Temporal variation in discriminating Acacia species using optical and radar data.

作者信息

Matsokane King, Tesfamichael Solomon G

机构信息

Department of Geography, Environmental Management and Energy Studies, University of Johannesburg, Johannesburg, South Africa.

出版信息

Sci Rep. 2025 Jun 6;15(1):19991. doi: 10.1038/s41598-025-05099-6.

Abstract

This study investigated the efficacy of Sentinel-1 radar and Sentinel-2 optical data to classify Acacia cyclops and A. mearnsii species for each month of a year using the Extreme Gradient Boosting classifier.

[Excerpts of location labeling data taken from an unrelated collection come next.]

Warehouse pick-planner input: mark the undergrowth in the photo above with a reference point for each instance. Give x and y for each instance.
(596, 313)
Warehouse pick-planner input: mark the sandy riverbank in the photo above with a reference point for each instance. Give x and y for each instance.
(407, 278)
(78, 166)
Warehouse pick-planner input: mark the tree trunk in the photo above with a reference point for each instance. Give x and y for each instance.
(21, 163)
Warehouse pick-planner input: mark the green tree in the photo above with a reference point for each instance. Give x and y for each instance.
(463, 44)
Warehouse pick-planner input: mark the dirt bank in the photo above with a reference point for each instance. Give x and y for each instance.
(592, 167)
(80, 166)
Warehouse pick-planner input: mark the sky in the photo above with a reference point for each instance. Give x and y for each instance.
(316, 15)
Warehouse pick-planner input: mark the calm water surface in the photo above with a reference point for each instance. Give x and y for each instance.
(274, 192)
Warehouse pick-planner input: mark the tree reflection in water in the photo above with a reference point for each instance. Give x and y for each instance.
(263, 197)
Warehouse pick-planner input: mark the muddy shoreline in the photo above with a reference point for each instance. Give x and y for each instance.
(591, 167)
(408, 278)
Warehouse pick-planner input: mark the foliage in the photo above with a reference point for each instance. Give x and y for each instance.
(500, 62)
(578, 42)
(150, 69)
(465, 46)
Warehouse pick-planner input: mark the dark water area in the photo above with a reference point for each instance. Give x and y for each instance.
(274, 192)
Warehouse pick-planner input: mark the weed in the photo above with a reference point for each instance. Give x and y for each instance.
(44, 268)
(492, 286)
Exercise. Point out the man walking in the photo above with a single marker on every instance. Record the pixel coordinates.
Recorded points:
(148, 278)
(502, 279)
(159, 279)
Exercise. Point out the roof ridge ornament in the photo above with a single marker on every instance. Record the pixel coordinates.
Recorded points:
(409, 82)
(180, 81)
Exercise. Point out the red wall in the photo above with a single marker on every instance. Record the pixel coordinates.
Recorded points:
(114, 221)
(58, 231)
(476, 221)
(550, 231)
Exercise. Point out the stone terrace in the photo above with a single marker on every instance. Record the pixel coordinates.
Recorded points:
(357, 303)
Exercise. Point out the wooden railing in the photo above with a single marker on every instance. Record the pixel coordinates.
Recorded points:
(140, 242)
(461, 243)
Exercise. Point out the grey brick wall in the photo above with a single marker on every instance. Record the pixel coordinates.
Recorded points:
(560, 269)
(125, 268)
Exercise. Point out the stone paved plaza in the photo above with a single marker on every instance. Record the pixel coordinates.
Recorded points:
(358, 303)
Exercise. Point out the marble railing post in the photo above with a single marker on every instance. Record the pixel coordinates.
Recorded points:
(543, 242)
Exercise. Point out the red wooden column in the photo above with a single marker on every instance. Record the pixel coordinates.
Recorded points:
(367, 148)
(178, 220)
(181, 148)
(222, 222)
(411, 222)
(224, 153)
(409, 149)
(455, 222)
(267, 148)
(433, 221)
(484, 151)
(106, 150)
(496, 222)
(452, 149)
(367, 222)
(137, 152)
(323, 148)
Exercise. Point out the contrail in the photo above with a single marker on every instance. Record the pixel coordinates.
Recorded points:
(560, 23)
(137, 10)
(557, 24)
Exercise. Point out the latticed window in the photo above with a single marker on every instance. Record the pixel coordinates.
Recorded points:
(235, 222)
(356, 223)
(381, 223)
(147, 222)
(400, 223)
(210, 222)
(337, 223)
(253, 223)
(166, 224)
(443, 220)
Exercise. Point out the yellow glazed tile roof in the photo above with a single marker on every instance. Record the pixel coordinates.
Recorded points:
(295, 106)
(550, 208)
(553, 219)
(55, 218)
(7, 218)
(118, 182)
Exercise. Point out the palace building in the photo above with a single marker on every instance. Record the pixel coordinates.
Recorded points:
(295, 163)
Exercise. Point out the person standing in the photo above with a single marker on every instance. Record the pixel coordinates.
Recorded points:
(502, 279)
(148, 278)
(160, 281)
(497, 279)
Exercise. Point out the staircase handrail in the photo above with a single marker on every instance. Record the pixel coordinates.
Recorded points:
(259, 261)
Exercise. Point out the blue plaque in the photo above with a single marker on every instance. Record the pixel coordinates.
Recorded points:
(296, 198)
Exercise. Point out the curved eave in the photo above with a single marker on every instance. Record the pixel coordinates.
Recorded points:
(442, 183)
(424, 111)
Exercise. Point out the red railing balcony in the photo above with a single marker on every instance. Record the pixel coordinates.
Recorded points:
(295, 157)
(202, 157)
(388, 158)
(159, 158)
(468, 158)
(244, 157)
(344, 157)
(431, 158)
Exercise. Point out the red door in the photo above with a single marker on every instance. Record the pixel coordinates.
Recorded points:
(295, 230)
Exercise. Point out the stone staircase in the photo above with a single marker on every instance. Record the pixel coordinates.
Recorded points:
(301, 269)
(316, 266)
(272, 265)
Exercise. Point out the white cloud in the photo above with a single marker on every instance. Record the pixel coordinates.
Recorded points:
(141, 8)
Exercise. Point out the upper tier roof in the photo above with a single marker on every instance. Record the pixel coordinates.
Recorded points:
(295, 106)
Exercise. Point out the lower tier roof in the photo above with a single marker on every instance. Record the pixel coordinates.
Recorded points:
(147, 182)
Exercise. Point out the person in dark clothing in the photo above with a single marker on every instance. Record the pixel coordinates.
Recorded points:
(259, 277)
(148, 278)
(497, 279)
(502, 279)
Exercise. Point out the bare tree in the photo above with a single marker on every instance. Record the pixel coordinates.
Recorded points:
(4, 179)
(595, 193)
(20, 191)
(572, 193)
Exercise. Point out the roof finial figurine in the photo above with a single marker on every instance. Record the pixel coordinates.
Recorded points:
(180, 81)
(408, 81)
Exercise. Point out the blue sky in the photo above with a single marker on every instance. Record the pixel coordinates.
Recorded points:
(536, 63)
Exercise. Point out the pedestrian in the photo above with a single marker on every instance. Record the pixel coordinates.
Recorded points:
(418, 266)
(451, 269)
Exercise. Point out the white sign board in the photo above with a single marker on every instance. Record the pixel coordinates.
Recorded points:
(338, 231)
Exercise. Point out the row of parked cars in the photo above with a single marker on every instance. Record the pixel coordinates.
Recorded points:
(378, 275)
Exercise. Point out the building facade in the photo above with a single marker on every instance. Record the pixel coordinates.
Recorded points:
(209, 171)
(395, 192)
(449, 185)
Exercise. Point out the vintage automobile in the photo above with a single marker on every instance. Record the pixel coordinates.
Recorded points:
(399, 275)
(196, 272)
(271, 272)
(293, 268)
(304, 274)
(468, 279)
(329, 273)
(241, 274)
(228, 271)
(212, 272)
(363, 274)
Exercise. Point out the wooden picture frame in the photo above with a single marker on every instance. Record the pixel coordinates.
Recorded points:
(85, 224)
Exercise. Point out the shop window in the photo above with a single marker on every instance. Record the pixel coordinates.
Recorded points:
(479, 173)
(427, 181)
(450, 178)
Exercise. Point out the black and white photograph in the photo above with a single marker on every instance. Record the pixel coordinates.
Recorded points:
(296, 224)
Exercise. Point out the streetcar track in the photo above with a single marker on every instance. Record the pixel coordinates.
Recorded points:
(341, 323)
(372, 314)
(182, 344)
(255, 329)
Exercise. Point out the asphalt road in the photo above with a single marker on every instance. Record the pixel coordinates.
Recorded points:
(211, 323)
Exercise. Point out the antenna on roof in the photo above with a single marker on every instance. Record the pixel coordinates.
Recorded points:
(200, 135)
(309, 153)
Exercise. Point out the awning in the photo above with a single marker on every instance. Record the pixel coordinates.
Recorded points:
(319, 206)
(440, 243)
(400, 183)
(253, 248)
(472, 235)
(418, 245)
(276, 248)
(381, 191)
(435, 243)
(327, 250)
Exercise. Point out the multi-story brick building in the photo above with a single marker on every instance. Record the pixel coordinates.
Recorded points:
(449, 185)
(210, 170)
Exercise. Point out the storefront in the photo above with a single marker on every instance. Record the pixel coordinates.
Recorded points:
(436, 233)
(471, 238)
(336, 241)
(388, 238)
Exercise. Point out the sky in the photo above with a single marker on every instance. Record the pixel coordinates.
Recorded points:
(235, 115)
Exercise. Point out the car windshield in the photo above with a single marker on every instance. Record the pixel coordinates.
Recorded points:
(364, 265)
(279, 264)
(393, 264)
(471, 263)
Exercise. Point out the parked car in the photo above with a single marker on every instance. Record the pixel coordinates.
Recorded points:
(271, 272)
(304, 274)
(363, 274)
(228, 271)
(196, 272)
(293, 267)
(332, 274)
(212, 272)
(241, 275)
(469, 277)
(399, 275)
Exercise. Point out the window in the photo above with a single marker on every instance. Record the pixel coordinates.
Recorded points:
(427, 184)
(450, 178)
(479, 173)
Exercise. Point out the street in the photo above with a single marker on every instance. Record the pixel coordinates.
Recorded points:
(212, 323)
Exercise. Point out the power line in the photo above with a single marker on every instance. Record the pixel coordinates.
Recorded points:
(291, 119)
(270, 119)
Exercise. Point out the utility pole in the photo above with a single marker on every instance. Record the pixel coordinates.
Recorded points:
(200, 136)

Sentinel-2 bands and their derivative indices yielded modest overall accuracies (69-77%) in detecting Acacia species across months. Comparable accuracies were obtained (75-79%) by adding Sentinel-1 radar data. The producer's accuracies varied with month for both Acacia species (60-65%) when using Sentinel-2 products. Adding radar data improved these accuracies for nearly all months by 4-32%. In all cases, better accuracies were obtained in summer and autumn months. Variable importance comparison revealed that the Sentinel-2 visible bands, RedEdge bands and their derivative indices to be the highest contributors in the identification of the Acacia species. Although the radar data showed more importance in distinguishing Acacia from the other land cover groups than from each other, they did not improve the classification accuracies significantly. The inability of radar to differentiate the Acacia species was attributed to the lack of distinctive structural variation between the two species. The findings of this study show the importance of data acquisition time in the classification effort while more research is needed to exploit radar data.

摘要

本研究利用极端梯度提升分类器,调查了哨兵-1雷达数据和哨兵-2光学数据在一年中每个月对独眼相思树和黑荆树进行分类的效果。哨兵-2波段及其衍生指数在逐月检测相思树种方面总体准确率适中(69%-77%)。通过添加哨兵-1雷达数据,可获得相当的准确率(75%-79%)。使用哨兵-2产品时,两种相思树种的生产者准确率随月份变化(60%-65%)。添加雷达数据后,几乎所有月份的这些准确率提高了4%-32%。在所有情况下,夏秋季的准确率更高。变量重要性比较表明,哨兵-2可见光波段、红边波段及其衍生指数在相思树种识别中贡献最大。尽管雷达数据在区分相思树与其他土地覆盖类型方面比区分相思树不同种类更重要,但它们并未显著提高分类准确率。雷达无法区分相思树种的原因是这两个物种之间缺乏明显的结构差异。本研究结果表明了数据采集时间在分类工作中的重要性,同时还需要更多研究来利用雷达数据。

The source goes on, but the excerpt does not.